Deputy Master excludes recycled probate statements but orders cross-examination applying TUI v Griffiths.
Large parts of the evidence filed by a claimant seeking an account of Hong Kong sale proceeds have been excluded before trial, in a ruling that lays bare the disproportion of a family dispute where combined costs are approaching the maximum realistic value of the claim.
In Chin v The estate of George Edward Chin and Chin [2026] EWHC 1791 (Ch), handed down on 16 July 2026, Deputy Master Henderson allowed the defendants' application in substantial part while granting the claimant's oral application for cross-examination at trial.
The Part 8 claim, issued in October 2020, seeks an account of the proceeds of a Kowloon flat sold in 2014, held by the parents and their son Winston as beneficial joint tenants. The claimant, one of six siblings, sues as executrix of her late mother's estate. An earlier probate claim saw HH Judge Jarman QC set aside a 2011 will and a transfer on grounds of want of knowledge and approval and undue influence. Deputy Master Glover determined the Hong Kong law issues in January 2025.
The procedural history is stark. The trial has been adjourned on seven occasions since a 1.5-day listing first fixed for January 2022. Net proceeds were HK$5,790,000, making the claim worth at most around £200,000 plus interest, with recovery uncertain absent personal liability in Winston. The costs schedules for this application alone came to £11,220 and £39,386.20.

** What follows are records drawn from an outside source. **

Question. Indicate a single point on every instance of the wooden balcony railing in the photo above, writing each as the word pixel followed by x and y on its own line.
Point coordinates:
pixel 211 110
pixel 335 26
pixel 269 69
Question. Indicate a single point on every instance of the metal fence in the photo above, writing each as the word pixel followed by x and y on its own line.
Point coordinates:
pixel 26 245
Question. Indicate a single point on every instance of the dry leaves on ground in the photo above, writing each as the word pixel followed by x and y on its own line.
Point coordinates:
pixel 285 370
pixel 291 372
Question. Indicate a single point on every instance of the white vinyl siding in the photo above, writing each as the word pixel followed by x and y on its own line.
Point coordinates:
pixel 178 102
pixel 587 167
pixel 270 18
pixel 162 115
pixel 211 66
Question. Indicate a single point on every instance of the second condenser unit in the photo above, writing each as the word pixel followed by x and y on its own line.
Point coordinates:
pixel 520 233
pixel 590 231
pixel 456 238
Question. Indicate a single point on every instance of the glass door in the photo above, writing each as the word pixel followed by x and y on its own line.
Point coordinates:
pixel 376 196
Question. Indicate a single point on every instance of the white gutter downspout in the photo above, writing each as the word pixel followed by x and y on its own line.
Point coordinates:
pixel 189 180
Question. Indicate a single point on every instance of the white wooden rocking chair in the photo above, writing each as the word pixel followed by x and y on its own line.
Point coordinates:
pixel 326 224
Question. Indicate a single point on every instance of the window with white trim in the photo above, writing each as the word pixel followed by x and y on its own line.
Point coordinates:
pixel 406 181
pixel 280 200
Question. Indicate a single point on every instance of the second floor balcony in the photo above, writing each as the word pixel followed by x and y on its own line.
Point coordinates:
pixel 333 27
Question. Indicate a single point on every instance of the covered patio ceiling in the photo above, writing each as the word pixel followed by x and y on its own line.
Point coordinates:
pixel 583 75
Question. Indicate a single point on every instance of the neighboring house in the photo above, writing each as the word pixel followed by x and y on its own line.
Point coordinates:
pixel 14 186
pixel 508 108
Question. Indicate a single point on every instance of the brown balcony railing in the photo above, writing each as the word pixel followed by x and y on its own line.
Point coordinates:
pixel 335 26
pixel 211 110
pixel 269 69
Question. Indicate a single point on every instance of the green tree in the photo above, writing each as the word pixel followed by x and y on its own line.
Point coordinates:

Deputy Master Henderson rejected the submission that his December 2025 order confined the claimant to answering particular points in the defendants' evidence, reasoning that such a restriction would let the defendants curtail the material before the court by serving sparse evidence themselves. That did not give the claimant a free hand: the evidence still had to be relevant.
He treated Rahman v Rahman and Wilkinson v West Coast Capital as consistent, adopting Mann J's approach with one adjustment, substituting a test of whether it would be just and proportionate in accordance with the overriding objective to permit the evidence, rather than simply "right".

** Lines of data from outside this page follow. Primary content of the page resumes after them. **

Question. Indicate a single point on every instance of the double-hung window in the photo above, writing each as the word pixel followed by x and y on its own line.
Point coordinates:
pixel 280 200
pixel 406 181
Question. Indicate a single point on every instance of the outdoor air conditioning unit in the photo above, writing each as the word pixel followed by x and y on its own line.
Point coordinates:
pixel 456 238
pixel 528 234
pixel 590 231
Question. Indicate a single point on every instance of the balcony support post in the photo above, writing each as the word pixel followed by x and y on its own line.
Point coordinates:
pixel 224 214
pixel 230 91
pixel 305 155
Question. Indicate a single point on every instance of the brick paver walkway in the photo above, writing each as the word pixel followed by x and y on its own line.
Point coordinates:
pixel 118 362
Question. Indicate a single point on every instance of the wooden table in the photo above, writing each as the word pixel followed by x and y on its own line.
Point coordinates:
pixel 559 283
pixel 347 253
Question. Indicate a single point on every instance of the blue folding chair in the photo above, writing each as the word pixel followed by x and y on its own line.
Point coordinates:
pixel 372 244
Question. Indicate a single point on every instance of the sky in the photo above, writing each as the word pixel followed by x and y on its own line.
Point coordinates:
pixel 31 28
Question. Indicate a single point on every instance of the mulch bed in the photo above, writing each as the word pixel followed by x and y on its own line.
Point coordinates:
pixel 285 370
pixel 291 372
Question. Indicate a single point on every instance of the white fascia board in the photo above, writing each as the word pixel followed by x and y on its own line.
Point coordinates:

Applied to the material, the results were unsparing. Statements made by the claimant, her sister, and her brother-in-law in the probate claim, recycled and adopted "so far as relevant in these proceedings", were excluded in full. That formula was unsatisfactory because it left the other parties and the court uncertain what was adopted; the statements had been aimed at different issues and had already been the subject of cross-examination.
Allegations that the father and Winston used accounts in others' names to conceal income from the Revenue between 1978 and 1993 were excluded outright. Defrauding the Revenue in that period, the ruling observed, hardly shows a propensity to deal with sale proceeds without a joint owner's consent two decades later. Passages inviting the court to infer, or expressing what the claimant found difficult to believe, were excluded as submission or speculation rather than evidence. Evidence going only to credit was left to the trial judge, following Anglo Eastern Trust v Kermanshahchi.
On cross-examination, Deputy Master Henderson accepted there was a substantial element of fishing in the claimant's approach, noting her solicitors had written that a ruling for the defendants on Hong Kong law would likely conclude the action. He nonetheless applied the rule in Browne v Dunn as restated in TUI UK Ltd v Griffiths: the court will not find a witness dishonest without the allegation being fairly put. Enough had been done on some allegations, notably Winston's evidence that the proceeds were spent during his mother's lifetime with her agreement, to make cross-examination necessary. Justice and fairness outweighed case management considerations, though the trial judge retains power to limit or dispense with it.
Alexander Learmonth KC appeared for the claimant; Jordan Holland for the defendants.